The 35-year-old jurist Hans-Helmut Wolff had come to Weimar shortly before Easter 1945. He had been with the Gestapo for seven years, serving among other things as a Gestapo chief in the Netherlands and a department head in the Reichssicherheitshauptamt (Chief Office of National Security) – a fanatic Nazi.

His assignment in Weimar: phase out the Gestapo office, burn the files, carry out murders. Starting on 3 April, the Tuesday after Easter, he had 149 men and women prisoners taken out of the city’s jails, shot to death in a forested area known as the Webicht, and buried anonymously. Only 85 of them have been identified to date. Among the victims were the French abbé Louis Jacquat, Wolfgang, Luise, Marie-Luise and Dr. Kurt Schmidt of Ruhla, the Social Democrat Guido Heym and members of his resistance group, forced labourers from more than ten countries, and Dr. Fiszel Altman, a Jewish Buchenwald inmate.
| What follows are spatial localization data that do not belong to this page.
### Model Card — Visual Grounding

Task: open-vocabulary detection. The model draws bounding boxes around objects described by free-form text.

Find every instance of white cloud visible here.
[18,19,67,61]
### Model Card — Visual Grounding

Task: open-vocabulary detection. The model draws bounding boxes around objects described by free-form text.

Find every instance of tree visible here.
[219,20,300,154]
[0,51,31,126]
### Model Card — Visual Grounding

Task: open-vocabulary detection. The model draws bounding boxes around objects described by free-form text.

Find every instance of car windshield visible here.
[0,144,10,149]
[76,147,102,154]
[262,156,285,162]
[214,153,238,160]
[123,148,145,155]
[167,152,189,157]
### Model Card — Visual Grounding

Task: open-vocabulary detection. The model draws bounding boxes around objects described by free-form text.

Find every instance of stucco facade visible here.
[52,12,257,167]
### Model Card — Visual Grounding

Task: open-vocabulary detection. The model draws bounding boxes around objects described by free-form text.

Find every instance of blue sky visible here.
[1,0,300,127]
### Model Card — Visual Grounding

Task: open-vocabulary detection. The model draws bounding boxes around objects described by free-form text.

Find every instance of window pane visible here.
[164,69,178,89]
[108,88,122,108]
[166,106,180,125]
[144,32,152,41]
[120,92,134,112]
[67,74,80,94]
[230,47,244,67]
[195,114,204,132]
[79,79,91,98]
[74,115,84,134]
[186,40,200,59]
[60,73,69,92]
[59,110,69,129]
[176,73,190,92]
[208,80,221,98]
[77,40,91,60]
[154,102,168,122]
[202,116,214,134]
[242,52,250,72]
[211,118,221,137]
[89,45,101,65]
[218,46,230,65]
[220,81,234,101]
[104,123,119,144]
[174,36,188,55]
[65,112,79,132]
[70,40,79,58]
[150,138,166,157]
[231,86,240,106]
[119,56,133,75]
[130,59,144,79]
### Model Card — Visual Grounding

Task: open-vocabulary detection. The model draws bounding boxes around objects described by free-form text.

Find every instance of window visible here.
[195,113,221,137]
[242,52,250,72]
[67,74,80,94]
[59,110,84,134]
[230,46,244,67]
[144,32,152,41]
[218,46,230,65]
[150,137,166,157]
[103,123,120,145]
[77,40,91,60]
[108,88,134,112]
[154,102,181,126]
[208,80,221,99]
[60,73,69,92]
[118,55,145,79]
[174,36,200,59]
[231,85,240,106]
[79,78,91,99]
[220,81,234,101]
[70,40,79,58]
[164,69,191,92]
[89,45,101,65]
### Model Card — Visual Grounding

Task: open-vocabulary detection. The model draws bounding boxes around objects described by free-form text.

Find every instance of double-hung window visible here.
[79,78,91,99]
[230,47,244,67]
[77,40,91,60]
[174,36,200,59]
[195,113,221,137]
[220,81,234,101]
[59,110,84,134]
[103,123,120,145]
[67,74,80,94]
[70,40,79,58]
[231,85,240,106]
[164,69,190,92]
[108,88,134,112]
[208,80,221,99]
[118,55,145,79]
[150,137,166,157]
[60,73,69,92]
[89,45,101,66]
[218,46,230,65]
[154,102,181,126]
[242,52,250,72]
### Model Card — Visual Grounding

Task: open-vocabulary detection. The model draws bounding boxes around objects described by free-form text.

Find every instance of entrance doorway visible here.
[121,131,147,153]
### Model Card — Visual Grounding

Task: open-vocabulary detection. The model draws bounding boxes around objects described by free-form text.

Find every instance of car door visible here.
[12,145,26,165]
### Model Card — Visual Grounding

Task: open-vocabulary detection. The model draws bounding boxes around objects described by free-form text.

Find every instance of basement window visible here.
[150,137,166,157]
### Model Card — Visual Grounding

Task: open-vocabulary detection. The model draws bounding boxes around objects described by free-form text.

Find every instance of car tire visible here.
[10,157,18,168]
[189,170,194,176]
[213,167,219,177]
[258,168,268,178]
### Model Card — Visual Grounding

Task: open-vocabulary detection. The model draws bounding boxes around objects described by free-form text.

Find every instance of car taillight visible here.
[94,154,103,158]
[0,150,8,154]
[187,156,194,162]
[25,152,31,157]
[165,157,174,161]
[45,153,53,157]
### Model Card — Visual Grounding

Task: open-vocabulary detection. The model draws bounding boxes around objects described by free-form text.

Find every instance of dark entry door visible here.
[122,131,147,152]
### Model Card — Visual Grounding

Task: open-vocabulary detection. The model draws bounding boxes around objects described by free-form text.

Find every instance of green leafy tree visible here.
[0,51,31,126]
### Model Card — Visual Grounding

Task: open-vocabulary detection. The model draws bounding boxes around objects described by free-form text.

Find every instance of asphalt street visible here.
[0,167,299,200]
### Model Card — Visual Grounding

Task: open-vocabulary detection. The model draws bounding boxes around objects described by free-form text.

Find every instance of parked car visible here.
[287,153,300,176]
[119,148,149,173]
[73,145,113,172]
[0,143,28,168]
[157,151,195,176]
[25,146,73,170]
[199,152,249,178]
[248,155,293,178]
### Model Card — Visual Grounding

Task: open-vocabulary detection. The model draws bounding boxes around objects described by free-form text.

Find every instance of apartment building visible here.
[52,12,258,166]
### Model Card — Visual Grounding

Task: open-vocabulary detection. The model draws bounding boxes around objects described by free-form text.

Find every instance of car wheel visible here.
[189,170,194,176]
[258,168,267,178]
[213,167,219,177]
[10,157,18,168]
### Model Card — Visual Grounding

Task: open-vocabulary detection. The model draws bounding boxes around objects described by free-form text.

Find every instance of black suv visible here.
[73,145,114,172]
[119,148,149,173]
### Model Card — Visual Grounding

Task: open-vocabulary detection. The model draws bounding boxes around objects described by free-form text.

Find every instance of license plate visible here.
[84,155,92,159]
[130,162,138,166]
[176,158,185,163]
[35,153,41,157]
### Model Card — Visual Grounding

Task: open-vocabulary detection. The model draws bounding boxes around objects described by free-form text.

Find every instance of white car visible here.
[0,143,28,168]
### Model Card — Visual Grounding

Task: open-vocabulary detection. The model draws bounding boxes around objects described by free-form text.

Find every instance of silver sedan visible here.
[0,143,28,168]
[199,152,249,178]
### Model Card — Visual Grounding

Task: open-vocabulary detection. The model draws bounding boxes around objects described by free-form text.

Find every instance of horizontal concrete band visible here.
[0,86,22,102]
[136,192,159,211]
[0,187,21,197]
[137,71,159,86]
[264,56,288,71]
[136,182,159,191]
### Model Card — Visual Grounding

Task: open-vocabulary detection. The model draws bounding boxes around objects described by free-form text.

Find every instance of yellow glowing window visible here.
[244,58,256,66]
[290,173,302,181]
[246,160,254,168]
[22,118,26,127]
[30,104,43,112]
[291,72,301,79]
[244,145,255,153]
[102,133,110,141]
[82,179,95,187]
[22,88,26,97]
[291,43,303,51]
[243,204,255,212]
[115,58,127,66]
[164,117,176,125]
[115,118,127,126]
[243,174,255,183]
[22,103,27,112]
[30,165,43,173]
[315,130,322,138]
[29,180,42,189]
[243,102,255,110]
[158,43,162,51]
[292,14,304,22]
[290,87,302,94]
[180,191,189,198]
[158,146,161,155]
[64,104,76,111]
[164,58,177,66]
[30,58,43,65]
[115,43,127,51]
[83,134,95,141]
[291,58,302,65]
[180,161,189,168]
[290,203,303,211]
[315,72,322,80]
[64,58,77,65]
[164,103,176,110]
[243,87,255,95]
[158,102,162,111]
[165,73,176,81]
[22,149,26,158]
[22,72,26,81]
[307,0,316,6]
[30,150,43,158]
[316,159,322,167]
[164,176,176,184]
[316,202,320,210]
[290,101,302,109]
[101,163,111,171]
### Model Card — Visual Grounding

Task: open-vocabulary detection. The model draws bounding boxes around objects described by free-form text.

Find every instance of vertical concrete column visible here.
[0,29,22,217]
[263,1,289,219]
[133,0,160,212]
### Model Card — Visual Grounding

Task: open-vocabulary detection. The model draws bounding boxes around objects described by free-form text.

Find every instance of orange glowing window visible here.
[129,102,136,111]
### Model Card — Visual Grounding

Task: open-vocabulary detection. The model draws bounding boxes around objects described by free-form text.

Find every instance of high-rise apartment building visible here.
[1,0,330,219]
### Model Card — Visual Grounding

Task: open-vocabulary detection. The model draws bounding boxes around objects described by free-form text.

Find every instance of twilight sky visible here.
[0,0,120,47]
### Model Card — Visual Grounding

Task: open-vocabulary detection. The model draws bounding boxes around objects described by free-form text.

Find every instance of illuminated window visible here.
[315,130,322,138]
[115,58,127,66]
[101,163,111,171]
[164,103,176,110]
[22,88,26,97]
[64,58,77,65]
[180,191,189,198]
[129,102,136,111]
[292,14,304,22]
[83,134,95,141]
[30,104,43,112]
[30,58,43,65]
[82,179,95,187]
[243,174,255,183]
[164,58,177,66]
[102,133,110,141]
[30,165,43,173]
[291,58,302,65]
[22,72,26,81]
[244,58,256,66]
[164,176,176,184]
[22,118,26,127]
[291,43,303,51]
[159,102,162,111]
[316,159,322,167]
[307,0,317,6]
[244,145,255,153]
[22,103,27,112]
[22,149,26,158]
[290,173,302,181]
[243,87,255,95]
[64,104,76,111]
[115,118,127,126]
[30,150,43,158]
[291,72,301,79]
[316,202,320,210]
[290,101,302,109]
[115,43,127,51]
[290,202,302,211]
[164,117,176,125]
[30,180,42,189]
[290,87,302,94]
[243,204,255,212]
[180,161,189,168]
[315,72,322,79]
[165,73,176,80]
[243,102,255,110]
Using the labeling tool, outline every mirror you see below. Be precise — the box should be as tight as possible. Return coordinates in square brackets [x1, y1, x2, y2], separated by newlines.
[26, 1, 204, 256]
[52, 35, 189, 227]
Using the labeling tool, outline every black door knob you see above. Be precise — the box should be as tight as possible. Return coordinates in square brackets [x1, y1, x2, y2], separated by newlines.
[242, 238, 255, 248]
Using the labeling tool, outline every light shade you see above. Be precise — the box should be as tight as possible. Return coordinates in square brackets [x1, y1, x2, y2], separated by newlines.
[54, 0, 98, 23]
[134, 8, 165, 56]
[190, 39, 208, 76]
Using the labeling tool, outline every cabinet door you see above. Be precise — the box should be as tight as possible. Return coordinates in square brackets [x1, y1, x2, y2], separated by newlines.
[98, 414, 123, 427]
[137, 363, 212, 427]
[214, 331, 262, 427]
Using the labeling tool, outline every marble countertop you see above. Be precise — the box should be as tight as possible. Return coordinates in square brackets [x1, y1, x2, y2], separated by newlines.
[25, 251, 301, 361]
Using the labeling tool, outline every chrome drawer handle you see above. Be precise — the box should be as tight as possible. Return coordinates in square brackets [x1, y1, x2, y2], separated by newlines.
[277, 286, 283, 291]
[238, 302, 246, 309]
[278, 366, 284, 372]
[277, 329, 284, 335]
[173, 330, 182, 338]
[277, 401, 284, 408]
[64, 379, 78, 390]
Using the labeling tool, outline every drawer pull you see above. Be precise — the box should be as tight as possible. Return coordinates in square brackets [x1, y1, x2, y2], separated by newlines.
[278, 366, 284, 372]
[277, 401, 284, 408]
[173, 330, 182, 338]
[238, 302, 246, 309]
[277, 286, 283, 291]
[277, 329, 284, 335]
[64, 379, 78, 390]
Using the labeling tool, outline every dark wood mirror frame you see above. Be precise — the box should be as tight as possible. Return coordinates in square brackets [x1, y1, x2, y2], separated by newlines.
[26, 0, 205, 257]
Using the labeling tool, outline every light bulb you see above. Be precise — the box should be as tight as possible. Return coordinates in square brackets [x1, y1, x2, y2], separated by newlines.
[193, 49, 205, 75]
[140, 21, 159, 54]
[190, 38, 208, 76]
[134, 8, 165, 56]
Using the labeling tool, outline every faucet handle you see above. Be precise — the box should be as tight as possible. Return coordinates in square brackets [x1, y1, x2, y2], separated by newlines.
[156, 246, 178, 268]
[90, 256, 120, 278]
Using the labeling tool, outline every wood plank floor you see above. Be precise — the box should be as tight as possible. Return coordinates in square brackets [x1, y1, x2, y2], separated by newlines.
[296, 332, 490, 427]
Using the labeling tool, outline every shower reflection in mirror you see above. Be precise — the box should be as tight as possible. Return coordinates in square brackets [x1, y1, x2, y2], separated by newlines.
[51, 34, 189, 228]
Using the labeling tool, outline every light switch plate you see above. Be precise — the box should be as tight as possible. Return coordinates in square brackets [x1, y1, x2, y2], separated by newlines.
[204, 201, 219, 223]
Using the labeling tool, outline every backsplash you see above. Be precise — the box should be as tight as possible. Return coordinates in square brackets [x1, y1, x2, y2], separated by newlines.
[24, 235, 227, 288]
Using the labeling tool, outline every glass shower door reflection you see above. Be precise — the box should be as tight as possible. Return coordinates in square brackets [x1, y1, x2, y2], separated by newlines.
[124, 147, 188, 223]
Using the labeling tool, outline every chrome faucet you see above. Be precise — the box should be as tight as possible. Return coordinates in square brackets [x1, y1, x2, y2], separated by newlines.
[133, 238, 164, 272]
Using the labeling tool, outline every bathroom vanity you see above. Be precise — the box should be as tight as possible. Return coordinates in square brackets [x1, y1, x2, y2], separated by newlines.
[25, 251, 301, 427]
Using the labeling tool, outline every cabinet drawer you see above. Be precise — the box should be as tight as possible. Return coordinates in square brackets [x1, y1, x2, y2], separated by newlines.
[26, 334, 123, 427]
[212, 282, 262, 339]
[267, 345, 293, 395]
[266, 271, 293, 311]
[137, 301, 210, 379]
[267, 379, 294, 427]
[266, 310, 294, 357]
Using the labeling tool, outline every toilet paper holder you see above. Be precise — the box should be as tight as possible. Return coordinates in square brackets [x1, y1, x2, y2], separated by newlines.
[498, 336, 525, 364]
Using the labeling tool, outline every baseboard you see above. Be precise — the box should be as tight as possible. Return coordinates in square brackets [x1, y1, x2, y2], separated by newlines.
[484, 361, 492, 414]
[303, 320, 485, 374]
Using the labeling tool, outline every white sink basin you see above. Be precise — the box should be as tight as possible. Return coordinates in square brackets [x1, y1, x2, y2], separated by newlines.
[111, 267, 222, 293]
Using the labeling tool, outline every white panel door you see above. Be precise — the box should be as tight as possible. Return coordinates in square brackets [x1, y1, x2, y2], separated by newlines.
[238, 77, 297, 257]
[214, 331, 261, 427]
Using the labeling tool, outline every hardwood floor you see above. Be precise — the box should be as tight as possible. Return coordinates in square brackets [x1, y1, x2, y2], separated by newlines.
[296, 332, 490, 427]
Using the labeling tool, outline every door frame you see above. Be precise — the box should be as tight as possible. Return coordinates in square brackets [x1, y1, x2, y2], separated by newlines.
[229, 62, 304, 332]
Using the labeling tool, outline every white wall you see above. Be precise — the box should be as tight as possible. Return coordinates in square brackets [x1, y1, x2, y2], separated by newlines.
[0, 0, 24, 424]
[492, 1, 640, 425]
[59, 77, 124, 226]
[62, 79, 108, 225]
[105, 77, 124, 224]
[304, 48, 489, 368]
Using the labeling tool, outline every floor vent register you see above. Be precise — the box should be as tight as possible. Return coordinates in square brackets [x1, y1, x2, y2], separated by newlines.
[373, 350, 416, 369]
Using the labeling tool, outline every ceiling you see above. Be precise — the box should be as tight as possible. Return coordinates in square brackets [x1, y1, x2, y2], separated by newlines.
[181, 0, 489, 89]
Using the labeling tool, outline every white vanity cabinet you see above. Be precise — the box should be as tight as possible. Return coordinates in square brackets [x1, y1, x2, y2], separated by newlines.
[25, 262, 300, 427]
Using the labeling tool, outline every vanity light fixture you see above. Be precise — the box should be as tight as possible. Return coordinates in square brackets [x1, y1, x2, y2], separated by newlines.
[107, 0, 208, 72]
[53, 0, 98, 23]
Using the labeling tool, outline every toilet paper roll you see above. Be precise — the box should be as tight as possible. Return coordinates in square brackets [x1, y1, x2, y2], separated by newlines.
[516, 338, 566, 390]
Wolff and his Gestapo men committed murders in many locations as they withdrew from Thuringia. They were never brought to justice for the mass murder in Webicht.

(Harry Stein)

Reference: Marlis Gräfe, Bernhard Post and Andreas Schneider (eds.), Quellen zur Geschichte Thüringens, vol. 24/2: Die Geheime Staatspolizei im NS-Gau Thüringen 1933–1945, Erfurt 2004.